China is secretly worried Trump will win on trade
Subscribe to enjoy similar stories. Soon after Donald Trump won the presidential election in November, Xi Jinping asked his aides to urgently analyze the Cold War rivalry between the United States and the Soviet Union. His concern, according to people who consult with senior Chinese officials, was that as President Trump gears up for a showdown with Beijing, China could get isolated like Moscow during that era.
He’s not wrong to worry. Even though Trump may be the one who currently looks isolated on the world stage—picking trade fights with erstwhile allies like Mexico and Canada, alarming Europe over his handling of the war in Ukraine and vowing to annex Greenland and the Panama Canal—the truth is that China doesn’t hold a strong hand. With a domestic economy in crisis, Xi is playing defense, hoping to salvage as much as possible of a global trade system that helped pull his country out of poverty.
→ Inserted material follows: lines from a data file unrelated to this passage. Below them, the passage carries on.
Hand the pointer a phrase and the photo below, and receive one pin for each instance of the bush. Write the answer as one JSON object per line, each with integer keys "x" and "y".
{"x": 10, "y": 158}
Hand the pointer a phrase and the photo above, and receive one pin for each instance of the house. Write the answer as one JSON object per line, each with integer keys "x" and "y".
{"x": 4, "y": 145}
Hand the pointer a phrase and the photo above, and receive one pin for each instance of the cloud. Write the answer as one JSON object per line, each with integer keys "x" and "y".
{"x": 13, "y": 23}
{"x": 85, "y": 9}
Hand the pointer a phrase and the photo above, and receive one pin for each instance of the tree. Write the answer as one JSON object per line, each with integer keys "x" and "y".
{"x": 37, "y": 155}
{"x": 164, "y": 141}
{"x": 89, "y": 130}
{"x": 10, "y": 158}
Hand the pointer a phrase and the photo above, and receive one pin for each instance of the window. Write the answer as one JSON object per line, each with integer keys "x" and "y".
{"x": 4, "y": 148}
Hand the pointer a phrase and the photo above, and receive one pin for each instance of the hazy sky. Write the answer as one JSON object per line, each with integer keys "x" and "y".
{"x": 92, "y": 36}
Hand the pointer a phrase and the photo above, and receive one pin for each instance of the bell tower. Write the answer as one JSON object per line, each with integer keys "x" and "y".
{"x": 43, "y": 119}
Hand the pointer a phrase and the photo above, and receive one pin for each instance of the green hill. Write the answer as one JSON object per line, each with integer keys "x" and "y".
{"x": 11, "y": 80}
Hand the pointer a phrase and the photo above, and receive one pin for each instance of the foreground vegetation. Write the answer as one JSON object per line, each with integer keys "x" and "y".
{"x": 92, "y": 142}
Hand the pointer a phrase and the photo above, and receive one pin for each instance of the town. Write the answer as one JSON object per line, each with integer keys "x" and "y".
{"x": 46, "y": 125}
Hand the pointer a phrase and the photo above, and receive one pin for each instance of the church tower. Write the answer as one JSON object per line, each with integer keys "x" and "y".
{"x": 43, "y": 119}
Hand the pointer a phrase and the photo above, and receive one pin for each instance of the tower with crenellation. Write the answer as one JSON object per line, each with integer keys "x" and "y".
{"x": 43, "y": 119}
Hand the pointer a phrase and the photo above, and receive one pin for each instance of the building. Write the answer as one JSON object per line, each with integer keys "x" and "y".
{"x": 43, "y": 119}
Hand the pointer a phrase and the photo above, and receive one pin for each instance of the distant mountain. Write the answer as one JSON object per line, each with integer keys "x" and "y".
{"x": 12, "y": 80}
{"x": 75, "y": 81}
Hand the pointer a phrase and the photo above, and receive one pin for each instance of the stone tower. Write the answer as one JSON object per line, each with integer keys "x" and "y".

Across the Pacific, Trump is intent on rewiring that very trading system, which he and his advisers see as having benefited the rest of the world—and China most of all—at the U.S.’s expense. It isn’t just trade. The competing agendas of the leaders of the world’s two largest economies are poised to lead to precisely what China is trying to avoid: a superpower clash not seen since the Cold War, an all-encompassing rivalry over economic, technological and overall geopolitical supremacy.
Trump, who highlighted the need to counter China throughout his campaign, returned to the White House with a comfortable victory and Republican control of Congress. He believes he can deal with Beijing from a position of strength, advisers said. Many of his early diplomatic moves should be viewed in that context, these people said.